Additionally, a fourth Dallas player was added to the COVID-19 protocol roster on Sunday, but Maxi Kleber is listed as questionable instead of being out for Monday’s home game against New Orleans. Entrances Josh Richardson and Dorian Finney-Smith and backup Jalen Brunson are always listed as out. Those three stayed behind in Denver following a win over the Nuggets on Thursday and missed Saturday’s home win over Orlando.
The NBA and the National Basketball Players Association made a plan last year to end the season in a bubble environment at Walt Disney World in central Florida, where no one has tested positive and no games have was missed because of the virus. But NBA commissioner Adam Silver told teams last month problems would be “inevitable” with games outside of a bubble, and he’s been proven right.
“I think the NBA is doing everything they can and they are doing a great job, and the (National Basketball Players Association) too, working together to do a great job to make sure we’re as safe as possible,” from Indiana Victor Oladipo said. ” It’s hard. You can do your best and unfortunately there will still be people who catch it. ”

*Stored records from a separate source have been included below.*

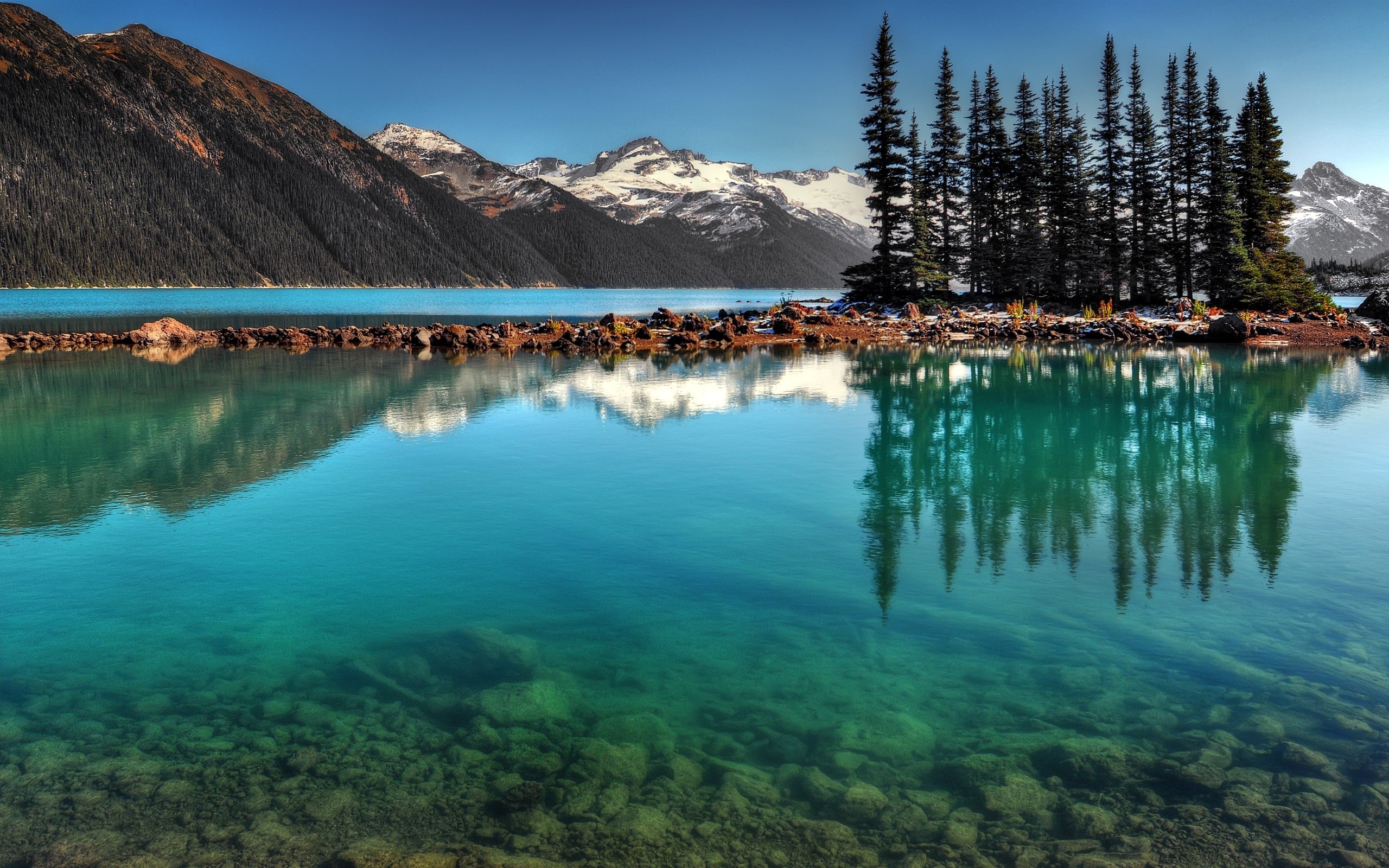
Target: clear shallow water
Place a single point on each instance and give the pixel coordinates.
(770, 609)
(87, 310)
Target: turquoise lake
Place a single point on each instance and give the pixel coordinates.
(958, 606)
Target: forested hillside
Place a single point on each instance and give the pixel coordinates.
(131, 159)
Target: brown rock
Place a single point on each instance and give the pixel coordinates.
(163, 333)
(683, 341)
(1229, 328)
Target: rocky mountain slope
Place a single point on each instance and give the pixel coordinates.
(645, 180)
(1338, 217)
(132, 159)
(731, 238)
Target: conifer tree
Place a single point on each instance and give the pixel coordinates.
(1173, 149)
(1066, 145)
(990, 178)
(884, 278)
(1145, 203)
(1027, 260)
(1191, 110)
(1110, 169)
(976, 197)
(1223, 264)
(946, 171)
(1278, 277)
(923, 269)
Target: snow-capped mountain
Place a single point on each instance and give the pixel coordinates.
(489, 187)
(643, 180)
(731, 232)
(1338, 217)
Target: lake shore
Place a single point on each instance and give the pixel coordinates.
(792, 323)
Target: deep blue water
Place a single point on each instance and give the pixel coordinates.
(770, 608)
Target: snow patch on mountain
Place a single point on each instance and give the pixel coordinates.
(645, 180)
(1338, 217)
(466, 174)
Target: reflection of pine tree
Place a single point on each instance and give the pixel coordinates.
(1191, 450)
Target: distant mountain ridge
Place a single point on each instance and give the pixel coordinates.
(1338, 217)
(130, 159)
(734, 238)
(643, 180)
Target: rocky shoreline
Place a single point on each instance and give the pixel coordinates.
(791, 323)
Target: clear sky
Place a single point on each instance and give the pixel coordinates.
(772, 84)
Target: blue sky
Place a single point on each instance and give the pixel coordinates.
(773, 84)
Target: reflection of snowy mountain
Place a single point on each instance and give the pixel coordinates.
(642, 392)
(1345, 386)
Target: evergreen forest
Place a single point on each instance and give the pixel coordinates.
(1021, 195)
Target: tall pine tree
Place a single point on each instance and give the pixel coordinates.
(923, 270)
(1223, 264)
(1027, 253)
(1146, 224)
(885, 277)
(1109, 170)
(1278, 277)
(946, 171)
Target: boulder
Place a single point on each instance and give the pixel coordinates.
(1375, 306)
(1229, 328)
(163, 333)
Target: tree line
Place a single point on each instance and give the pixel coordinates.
(1134, 207)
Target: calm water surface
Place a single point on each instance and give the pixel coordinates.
(114, 310)
(963, 608)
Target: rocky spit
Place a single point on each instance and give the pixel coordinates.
(792, 323)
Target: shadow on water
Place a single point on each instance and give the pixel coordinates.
(1159, 449)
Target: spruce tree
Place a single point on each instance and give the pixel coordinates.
(1278, 277)
(1223, 264)
(1145, 203)
(976, 197)
(1173, 149)
(884, 278)
(1066, 197)
(1110, 170)
(992, 189)
(923, 269)
(946, 171)
(1027, 256)
(1191, 110)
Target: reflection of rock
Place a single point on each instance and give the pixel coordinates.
(165, 353)
(163, 333)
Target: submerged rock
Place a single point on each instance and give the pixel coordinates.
(525, 703)
(1018, 795)
(892, 738)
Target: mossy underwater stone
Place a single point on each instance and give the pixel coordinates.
(598, 760)
(889, 737)
(524, 703)
(641, 822)
(1091, 821)
(1018, 795)
(645, 730)
(862, 803)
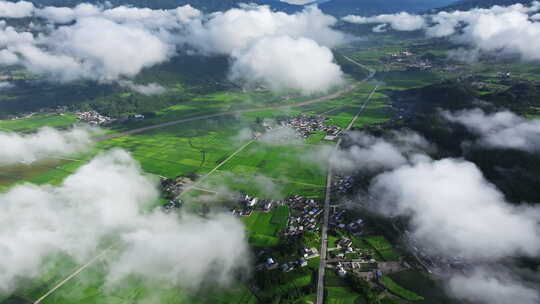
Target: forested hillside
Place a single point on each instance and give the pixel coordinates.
(468, 4)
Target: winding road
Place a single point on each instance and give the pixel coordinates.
(326, 212)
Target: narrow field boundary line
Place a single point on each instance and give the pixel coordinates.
(71, 276)
(198, 183)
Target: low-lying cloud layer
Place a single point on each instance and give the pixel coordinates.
(47, 142)
(107, 198)
(73, 44)
(295, 63)
(511, 30)
(499, 130)
(486, 286)
(453, 212)
(374, 154)
(454, 209)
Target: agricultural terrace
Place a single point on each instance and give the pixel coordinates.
(36, 121)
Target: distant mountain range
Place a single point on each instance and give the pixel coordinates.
(468, 4)
(334, 7)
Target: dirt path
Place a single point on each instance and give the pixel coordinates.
(345, 90)
(71, 276)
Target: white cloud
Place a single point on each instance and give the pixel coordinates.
(366, 152)
(235, 29)
(400, 22)
(145, 89)
(281, 136)
(501, 29)
(143, 37)
(484, 285)
(110, 197)
(500, 130)
(16, 148)
(299, 64)
(19, 9)
(455, 211)
(5, 85)
(298, 2)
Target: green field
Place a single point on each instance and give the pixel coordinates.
(421, 284)
(396, 289)
(263, 227)
(38, 121)
(341, 295)
(382, 247)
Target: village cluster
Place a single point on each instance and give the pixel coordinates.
(247, 204)
(93, 118)
(408, 60)
(304, 125)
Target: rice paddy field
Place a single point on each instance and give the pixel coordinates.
(194, 149)
(263, 227)
(37, 121)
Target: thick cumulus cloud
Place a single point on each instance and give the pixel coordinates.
(510, 30)
(19, 9)
(399, 22)
(145, 89)
(371, 153)
(45, 143)
(486, 286)
(235, 29)
(453, 212)
(137, 38)
(454, 209)
(500, 130)
(298, 43)
(294, 63)
(106, 198)
(96, 48)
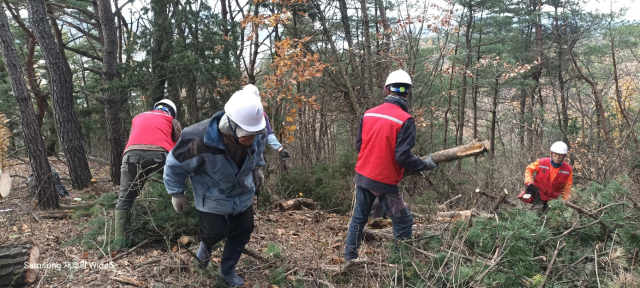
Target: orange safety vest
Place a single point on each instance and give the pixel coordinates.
(377, 157)
(551, 189)
(152, 128)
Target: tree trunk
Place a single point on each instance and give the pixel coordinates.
(597, 95)
(161, 48)
(61, 86)
(494, 120)
(193, 110)
(619, 96)
(344, 16)
(13, 259)
(255, 45)
(367, 48)
(450, 92)
(463, 94)
(336, 58)
(112, 95)
(35, 146)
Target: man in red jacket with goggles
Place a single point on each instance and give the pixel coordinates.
(386, 135)
(153, 135)
(553, 178)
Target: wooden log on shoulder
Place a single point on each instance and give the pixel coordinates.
(19, 264)
(297, 204)
(499, 201)
(475, 148)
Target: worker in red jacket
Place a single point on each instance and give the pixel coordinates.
(386, 135)
(153, 135)
(553, 178)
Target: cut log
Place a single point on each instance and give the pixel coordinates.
(19, 264)
(507, 201)
(499, 201)
(55, 215)
(297, 204)
(5, 185)
(580, 209)
(456, 153)
(443, 206)
(464, 214)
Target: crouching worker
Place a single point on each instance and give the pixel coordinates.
(386, 135)
(153, 134)
(552, 177)
(221, 156)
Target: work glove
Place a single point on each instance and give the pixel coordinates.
(430, 164)
(284, 154)
(258, 178)
(179, 202)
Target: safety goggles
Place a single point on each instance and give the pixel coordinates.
(165, 109)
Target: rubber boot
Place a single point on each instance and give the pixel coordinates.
(121, 219)
(230, 257)
(204, 255)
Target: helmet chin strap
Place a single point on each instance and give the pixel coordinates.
(233, 131)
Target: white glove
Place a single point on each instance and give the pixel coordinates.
(179, 203)
(258, 178)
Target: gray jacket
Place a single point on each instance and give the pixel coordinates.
(219, 186)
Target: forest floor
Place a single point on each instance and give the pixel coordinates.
(292, 248)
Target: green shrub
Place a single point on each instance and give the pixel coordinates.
(330, 185)
(152, 215)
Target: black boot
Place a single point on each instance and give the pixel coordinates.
(230, 257)
(204, 254)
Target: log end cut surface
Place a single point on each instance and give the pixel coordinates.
(14, 259)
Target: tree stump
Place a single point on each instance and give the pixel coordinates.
(297, 204)
(19, 264)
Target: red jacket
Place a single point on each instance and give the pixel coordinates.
(380, 127)
(551, 189)
(152, 128)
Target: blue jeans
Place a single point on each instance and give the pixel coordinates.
(402, 220)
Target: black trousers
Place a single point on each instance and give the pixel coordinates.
(236, 228)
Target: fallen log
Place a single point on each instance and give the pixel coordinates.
(297, 204)
(55, 215)
(499, 201)
(19, 264)
(78, 206)
(553, 260)
(130, 281)
(580, 209)
(360, 267)
(464, 214)
(476, 148)
(378, 234)
(443, 206)
(507, 201)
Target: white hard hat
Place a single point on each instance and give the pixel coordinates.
(245, 110)
(398, 76)
(559, 147)
(252, 89)
(168, 103)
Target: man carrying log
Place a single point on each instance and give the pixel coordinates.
(386, 135)
(553, 177)
(221, 156)
(153, 134)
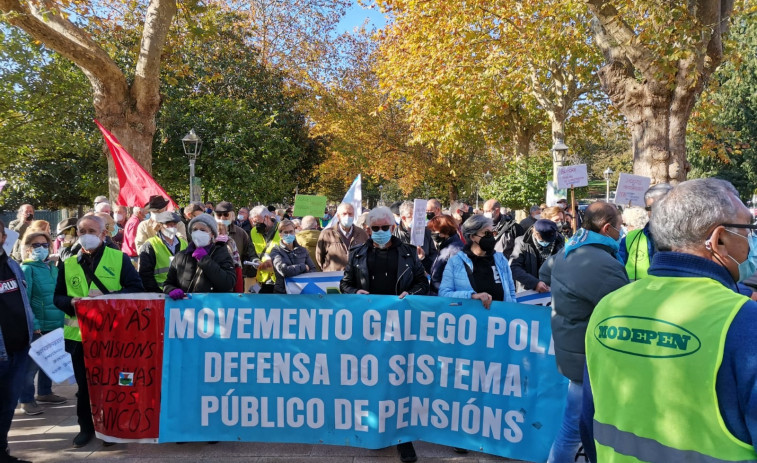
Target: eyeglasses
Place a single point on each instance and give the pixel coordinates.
(752, 228)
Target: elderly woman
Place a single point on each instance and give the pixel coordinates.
(443, 230)
(479, 272)
(289, 258)
(41, 276)
(205, 266)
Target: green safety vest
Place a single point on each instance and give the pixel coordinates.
(653, 350)
(637, 248)
(261, 248)
(163, 257)
(108, 271)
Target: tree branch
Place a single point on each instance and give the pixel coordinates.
(59, 34)
(146, 87)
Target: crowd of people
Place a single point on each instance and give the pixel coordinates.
(583, 259)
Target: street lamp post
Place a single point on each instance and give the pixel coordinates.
(559, 151)
(608, 175)
(192, 146)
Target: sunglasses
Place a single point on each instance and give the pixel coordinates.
(751, 227)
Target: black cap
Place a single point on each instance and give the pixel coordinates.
(224, 206)
(156, 203)
(547, 229)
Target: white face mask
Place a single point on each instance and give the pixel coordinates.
(89, 242)
(200, 238)
(169, 232)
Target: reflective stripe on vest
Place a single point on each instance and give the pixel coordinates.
(645, 449)
(653, 351)
(163, 258)
(637, 248)
(108, 271)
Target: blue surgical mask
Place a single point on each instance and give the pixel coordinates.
(749, 266)
(381, 237)
(40, 254)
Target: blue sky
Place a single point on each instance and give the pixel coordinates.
(357, 14)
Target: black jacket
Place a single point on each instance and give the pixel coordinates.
(507, 229)
(527, 259)
(214, 273)
(411, 276)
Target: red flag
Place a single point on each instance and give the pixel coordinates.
(136, 184)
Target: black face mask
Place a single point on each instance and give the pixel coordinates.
(486, 243)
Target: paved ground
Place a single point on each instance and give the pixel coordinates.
(47, 438)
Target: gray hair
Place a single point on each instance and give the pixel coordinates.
(309, 223)
(381, 212)
(684, 218)
(406, 209)
(657, 192)
(635, 217)
(261, 211)
(474, 224)
(99, 221)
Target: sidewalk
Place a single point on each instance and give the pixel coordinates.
(47, 438)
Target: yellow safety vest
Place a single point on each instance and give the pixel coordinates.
(108, 271)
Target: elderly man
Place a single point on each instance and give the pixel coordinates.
(506, 228)
(579, 278)
(150, 227)
(95, 270)
(224, 213)
(16, 324)
(264, 236)
(638, 247)
(380, 266)
(308, 237)
(333, 246)
(681, 386)
(427, 252)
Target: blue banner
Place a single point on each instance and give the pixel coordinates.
(361, 370)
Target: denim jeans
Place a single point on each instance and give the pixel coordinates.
(11, 378)
(44, 383)
(568, 439)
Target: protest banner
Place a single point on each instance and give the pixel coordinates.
(49, 353)
(361, 370)
(123, 352)
(309, 205)
(572, 176)
(418, 230)
(631, 189)
(314, 283)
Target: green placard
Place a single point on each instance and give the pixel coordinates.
(309, 205)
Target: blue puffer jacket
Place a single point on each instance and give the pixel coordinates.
(455, 282)
(40, 287)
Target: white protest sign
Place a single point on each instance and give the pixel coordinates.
(572, 176)
(418, 230)
(11, 236)
(631, 189)
(50, 354)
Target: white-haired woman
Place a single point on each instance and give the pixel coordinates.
(479, 272)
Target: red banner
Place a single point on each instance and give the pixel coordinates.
(123, 352)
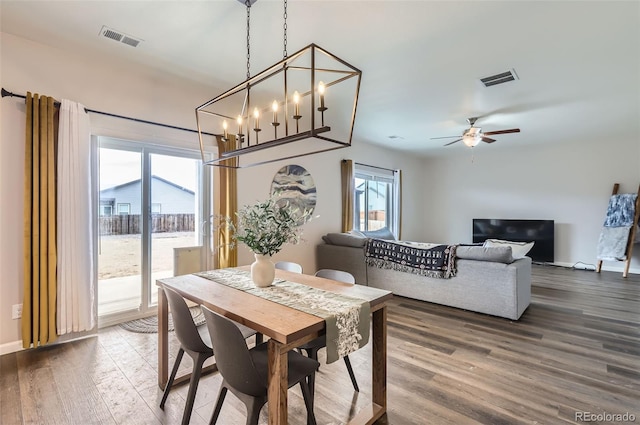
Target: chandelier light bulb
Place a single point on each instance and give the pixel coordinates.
(256, 115)
(321, 89)
(274, 108)
(296, 101)
(239, 121)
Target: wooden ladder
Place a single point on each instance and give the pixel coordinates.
(632, 234)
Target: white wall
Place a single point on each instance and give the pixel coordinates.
(569, 182)
(128, 90)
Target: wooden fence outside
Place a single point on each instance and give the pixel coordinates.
(160, 223)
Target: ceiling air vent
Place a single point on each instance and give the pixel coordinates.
(119, 36)
(499, 78)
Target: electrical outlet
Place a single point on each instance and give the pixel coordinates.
(16, 311)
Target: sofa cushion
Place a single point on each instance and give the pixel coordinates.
(518, 249)
(383, 233)
(344, 239)
(497, 254)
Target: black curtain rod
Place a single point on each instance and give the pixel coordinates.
(8, 93)
(373, 166)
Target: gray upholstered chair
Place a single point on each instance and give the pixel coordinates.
(338, 275)
(289, 266)
(311, 348)
(195, 341)
(245, 371)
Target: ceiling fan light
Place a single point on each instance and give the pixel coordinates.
(470, 140)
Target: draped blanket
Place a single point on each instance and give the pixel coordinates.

Bradley – who signed with the Heat in the offseason – chose not to join the Los Angeles Lakers, his former team, in the bubble last year because he has a child with breathing issues and didn’t want to take unnecessary risk. He chose to play this season, calling living in a world affected by COVID “the new normal”.
“The numbers are going up,” Heat coach Erik Spoelstra said on Saturday. “This is the reality. We are committed to moving forward with our industry and we are doing it with the best science and following protocols, but at the end of the day we are not in control.
AP Basketball editor Brian Mahoney in New York contributed to this report.